この本は文典ではなく「教科書」ですので、一課から順に段階(文法事項)を追って学んでいくことができます。いきなり難しい文章を提示するわけではなく、徐々に徐々に量を増やし、原典に近づき、という工夫をしてますので、いきなり挫折してしまう、ということはおそらくないと思います。

ただ、後半になると読解量がグッと増えたり、難易度がボカンと上がったりするので頑張りましょう。あと、後半、まっさらのテクストにニクード(補助記号)をつけるところから始まったりするので、ニクードの知識があった方がベターです。

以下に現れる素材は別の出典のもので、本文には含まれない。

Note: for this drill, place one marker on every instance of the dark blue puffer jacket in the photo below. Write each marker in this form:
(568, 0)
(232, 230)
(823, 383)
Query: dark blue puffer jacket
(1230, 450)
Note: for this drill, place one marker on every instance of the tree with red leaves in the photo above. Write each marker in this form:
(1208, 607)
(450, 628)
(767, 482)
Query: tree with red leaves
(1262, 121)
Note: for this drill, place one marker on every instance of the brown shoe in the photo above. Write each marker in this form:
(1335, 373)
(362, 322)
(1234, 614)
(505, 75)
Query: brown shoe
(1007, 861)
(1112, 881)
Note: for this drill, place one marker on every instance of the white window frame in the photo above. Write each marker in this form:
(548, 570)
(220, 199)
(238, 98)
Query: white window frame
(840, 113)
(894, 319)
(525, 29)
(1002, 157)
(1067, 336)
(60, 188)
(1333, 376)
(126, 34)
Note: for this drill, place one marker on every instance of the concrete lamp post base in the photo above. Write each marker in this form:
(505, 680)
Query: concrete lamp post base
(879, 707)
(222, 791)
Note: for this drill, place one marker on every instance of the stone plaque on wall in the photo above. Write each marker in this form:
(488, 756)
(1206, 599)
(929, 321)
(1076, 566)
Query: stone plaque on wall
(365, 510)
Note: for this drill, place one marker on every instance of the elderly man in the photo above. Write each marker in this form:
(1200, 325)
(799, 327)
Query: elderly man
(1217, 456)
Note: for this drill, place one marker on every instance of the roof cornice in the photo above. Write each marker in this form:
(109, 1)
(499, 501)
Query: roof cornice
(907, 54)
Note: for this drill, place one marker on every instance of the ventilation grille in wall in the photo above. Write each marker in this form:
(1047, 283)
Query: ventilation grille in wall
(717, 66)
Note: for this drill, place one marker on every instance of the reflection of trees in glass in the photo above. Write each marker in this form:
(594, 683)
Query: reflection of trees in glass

また、この本ではアラム語を学びながら初歩的なセム語学の知見を得ることもできます。私自身はアラビア語→ヘブライ語→アラム語ときたのですが、セム語の観点からの説明は非常に有益でした。


以下章立て。計32章あります。
1章から27章まではエズラ、ダニエルを中心に、前半は原文を優しくリライトしたもの、後半は結構そのまま、という体裁を取っています。
28章以降は碑文やエレファンティネ文書、死海文書、ラビ文献等、広い分野から取材しています。個人的にはこの28章以降を楽しく勉強しました。


Chapter 1-12 Ezra 4〜7章
Chapter 13-27 Daniel 2〜7章
Chapter 28 Inscriptions Bar Rakib, Uzziah, Ein Gedi Synagogue
Chapter 29 Elephantine and Bar Kochba letters
Chapter 30 Dead Sea Scroll Genesis Appocryphon
Chapter 31 Genesis Rabbah
Chapter 32 Pseudo Jonathan Genesis 22.

上記リストを見てお気づきの通り、時期的には帝国アラム語を中心に据えてますので、他のバリエーションを扱う際にはまた個別に勉強するべきでしょう。個人的にはマジックボウルの(バビロニア=後期東方方言)アラム語が渋いなと思ってます。一応文法書を手に入れて一通り読みましたが楽しそうです(実際のテキストはまだそこまで読んでません)。